= Aaron Goodelman =

American sculptor

Aaron Goodelman (1890 – 1978) was an American sculptor. He graduated from art school in Odessa, fleeing Eastern Europe for the United States in 1904 because of antisemitic violence.. He attended a number of major art schools in New York and Paris, and at the outbreak of World War I returned to New York and became a sculptor there. He joined the Communist Party, and took part in an important exhibition denouncing the lynching of African Americans. Following World War II, he began to make art related to the Holocaust, and taught art at City College of New York.

==Biography==
Aaron J. Goodelman was born in Ataki, now Otaci, in what was then Bessarabia, now Moldova, and graduated from an art school in Odessa, in Ukraine. Threatened by pogroms, he immigrated to the US, to New York City. He attended the Cooper Union and then the National Academy of Design, and was in Paris by 1914, studying at the Beaux-Arts de Paris with French sculptor Jean Antoine Injalbert, but when World War I broke out he had to return to the US. To support himself during the 1920s he worked as a machinist, and became a communist (he joined the Communist party, the Yiddish branch), using his art to express his thoughts about the economic and social conditions of the time. By the early 1930s he showed his work at the John Reed Club; he also participated in one of the 1935 New York anti-lynching exhibitions, with a statue that denounced the racism and the violent lynchings of African Americans in the US. For the YKUF, the (Communist) Jewish Culture Association, he was an art editor, and he co-founded the Society of American Sculptors. Besides sculpture in various materials, he did illustrations for children's books. He turned to art inspired by the Holocaust after World War II, and in the 1960s taught at the City College of New York. He died in New York City in 1978.

==Works==
Sculptures, in both wood and stone, by Goodelman can be found in the collections of the Jewish Theological Seminary, Hebrew Union College, the Skirball Museum, the Mishkan Museum of Art, the Tel Aviv Museum, and the Habima Theater.
The Judah L. Magnes Museum held his only museum retrospective exhibition in 1965.

===Necklace===
His work Necklace, a statuette (23x6x4 inches) created in 1933, was displayed in Struggle for Negro Rights, one of two 1935 New York anti-lynching exhibitions. Art historian Andrew Hemingway had high praise for the work; rather than the stereotypical depiction of a muscular body, Goodelman, influenced perhaps by the work of Amedeo Modigliani, created a slender, elegant figure that "systematically...counter[ed] every offensive stereotype of the black male: excessive sexuality, emotional display, intellectual deficiency", in the words of Hemingway. Goodelman had originally designed a more complex statue, as his drawings indicate, with a noose around the neck and the body attached to "an elliptical wooden shape", but in the end left only the noose. Art historian Milly Heid described the figure as that of a "rather effeminate naked young man, his body intact, his eyes drooping". Goodelman, she says, "plays on the discrepancy between the beauty of the protagonist and his fate and on the painful contradiction between the poetic title Necklace and the strangling noose".
The sculpture commemorated the case of the Scottsboro Boys.
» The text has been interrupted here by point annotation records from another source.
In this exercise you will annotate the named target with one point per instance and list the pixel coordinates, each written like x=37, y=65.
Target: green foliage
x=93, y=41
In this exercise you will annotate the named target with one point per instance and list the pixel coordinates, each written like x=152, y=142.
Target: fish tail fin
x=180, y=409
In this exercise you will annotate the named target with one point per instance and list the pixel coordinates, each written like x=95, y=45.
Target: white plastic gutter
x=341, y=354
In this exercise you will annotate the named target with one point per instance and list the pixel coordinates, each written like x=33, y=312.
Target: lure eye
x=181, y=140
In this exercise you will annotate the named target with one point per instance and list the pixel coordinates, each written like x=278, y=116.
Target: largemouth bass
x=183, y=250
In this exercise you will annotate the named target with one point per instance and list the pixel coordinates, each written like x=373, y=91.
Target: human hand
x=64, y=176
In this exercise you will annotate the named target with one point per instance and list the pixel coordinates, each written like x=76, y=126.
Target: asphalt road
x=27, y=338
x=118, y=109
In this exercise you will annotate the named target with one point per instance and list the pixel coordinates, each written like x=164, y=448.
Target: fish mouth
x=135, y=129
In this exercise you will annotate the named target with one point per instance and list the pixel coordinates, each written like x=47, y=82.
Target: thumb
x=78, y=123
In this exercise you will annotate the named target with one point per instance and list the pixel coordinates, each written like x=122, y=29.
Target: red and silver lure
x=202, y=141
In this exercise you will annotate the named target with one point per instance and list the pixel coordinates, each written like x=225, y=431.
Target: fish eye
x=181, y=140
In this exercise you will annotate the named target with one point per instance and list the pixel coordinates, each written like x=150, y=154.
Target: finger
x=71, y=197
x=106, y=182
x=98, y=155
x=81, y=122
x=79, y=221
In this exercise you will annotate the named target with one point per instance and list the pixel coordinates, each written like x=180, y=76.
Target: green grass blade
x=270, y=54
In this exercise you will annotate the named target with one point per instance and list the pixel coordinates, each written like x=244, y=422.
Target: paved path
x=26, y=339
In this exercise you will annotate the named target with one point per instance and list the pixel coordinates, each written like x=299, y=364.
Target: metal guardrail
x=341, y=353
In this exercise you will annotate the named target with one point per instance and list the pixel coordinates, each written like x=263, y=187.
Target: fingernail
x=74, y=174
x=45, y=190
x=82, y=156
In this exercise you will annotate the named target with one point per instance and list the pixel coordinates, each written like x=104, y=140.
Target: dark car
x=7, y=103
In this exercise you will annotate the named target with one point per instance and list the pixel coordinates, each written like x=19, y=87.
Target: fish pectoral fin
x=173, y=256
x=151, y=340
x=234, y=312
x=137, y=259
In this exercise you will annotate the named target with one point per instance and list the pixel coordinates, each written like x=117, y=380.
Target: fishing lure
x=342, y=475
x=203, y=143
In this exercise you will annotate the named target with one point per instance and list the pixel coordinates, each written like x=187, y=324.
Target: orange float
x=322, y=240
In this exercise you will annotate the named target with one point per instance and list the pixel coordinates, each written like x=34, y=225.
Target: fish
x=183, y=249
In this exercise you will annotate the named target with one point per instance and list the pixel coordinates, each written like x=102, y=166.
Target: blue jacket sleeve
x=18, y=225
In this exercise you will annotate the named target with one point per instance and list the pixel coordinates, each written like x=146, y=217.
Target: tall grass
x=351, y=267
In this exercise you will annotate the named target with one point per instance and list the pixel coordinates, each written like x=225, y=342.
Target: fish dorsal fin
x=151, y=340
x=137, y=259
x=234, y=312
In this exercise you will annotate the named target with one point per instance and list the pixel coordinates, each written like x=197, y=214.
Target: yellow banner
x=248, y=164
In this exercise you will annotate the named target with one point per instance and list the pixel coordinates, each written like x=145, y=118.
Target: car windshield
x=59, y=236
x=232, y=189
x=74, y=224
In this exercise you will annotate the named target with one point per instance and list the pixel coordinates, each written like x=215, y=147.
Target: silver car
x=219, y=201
Goodelman had his first one-man exhibition in 1933, and Necklace was received very well, being singled out and drawing praise from reviewers in the New York City papers and in Art News.

===Other sculptures===
Kultur, in the collection of the Smithsonian American Art Museum, is a wood figure depicting an upright man with his hands chained above high above his head, the figure elongated and stretched to convey the man as fighting against torture or lynching.
It represents injustices done by Germany in World War Two.

===Book and magazine illustrations===
Goodelman provided the illustrations for Leon Elbe's book Yingele ringele and the second (1922) cover design for the Workmen's Circle's children's magazine Kinderland.
The latter is a girl astride a disproportionately large goat, echoing the girl on a swing that Goodelman had previously used for the first cover of Kinder zhurnal.
The goat's hind leg and tail form the letter kuf, the first (Hebrew) letter of the word "Kinderland".
Whilst the goat's features are detailed, the girl is shown only in silhouette.

He also illustrated Joseph Gaer's 1929 The burning bush.